How to extract pattern matching sequences from a fasta file?
2
1
Entering edit mode
5.2 years ago

Hi :) I have a huge fasta file containing sequences from several organisms (endosymbiosis) and I want to extract the sequences for each organism respectively. Since my scripting skills are very, very basic I was wondering if there is way to do this in my ubuntu command line without a script?

Of course I tried "grep" but this only gives me the headers/accesion numbers without the sequences....

Thanls in advance for your help!

sequencing • 5.1k views
ADD COMMENT
0
Entering edit mode

Please post example input and expected output marlenejensen

ADD REPLY
0
Entering edit mode

Finally fixed it. Thank your for your support guys!

ADD REPLY
0
Entering edit mode

Hello marlenejensen,

Don't forget to follow up on your threads.

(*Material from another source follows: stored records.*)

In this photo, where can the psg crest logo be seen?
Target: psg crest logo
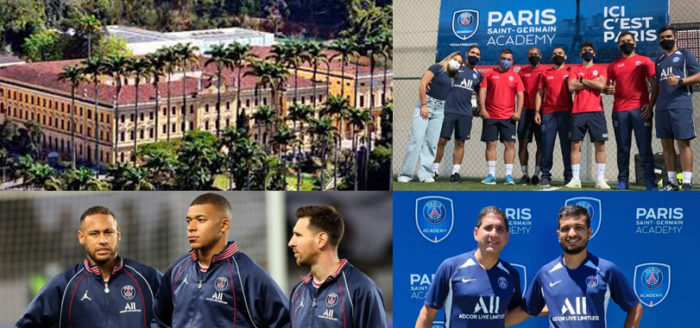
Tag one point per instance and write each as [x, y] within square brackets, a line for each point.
[465, 23]
[594, 207]
[434, 217]
[128, 292]
[331, 300]
[652, 282]
[221, 283]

If an answer was helpful, you should upvote it; if the answer resolved your question, you should mark it as accepted. You can accept more than one if they work.

Upvote|Bookmark|Accept

Please do the same for your previous posts as well.

ADD REPLY
2
Entering edit mode
5.2 years ago

Assuming you have a linear fasta file (without folded sequences on multiple lines) you can use grep with the -A 1 option, to give you the matching line and the one after the match. Other useful options would be -f, -F and -w.

ADD COMMENT
0
Entering edit mode

It has folded sequences with multiple lines....is it possible to take that into account?

ADD REPLY
0
Entering edit mode

You can linearise the fasta sequences with the following command:

$ while read line ; do if [ "${line:0:1}" == ">" ]; then echo -e "\n"$line ; else  echo $line | tr -d '\n' ; fi ; done < seqs.fasta | tail -n+2 > linear.fasta

Then follow Wouter's suggestion using the new linear file.

ADD REPLY
0
Entering edit mode

I was using this suggestion and it was going to take hours. Instead I used seqkit:

seqkit seq -w 0 species.fa > species_linear.fa

And it took a few seconds.

ADD REPLY
1
Entering edit mode
5.2 years ago

samtools faidx seq.fa headerid will give you the sequence and the header for the given ID.

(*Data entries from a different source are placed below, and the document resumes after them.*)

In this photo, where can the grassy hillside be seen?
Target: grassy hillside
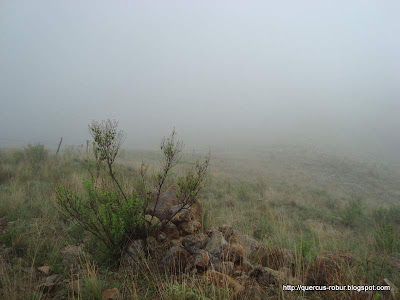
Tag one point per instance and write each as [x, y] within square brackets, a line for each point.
[309, 203]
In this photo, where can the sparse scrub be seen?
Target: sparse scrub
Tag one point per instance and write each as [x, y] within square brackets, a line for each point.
[109, 212]
[304, 217]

The first time you are using this command a index for random access is created. So it can take some time. After that every access to a sequence will be fast.

ADD COMMENT
0
Entering edit mode

Thank you! I tried this bit there is a different line length in one of the sequences...is there an option to ignore that case?

ADD REPLY
2
Entering edit mode

I'm not sure if I understood your question correctly. samtools faidx give you the sequence with the given ID in one fasta file containing multiple sequences.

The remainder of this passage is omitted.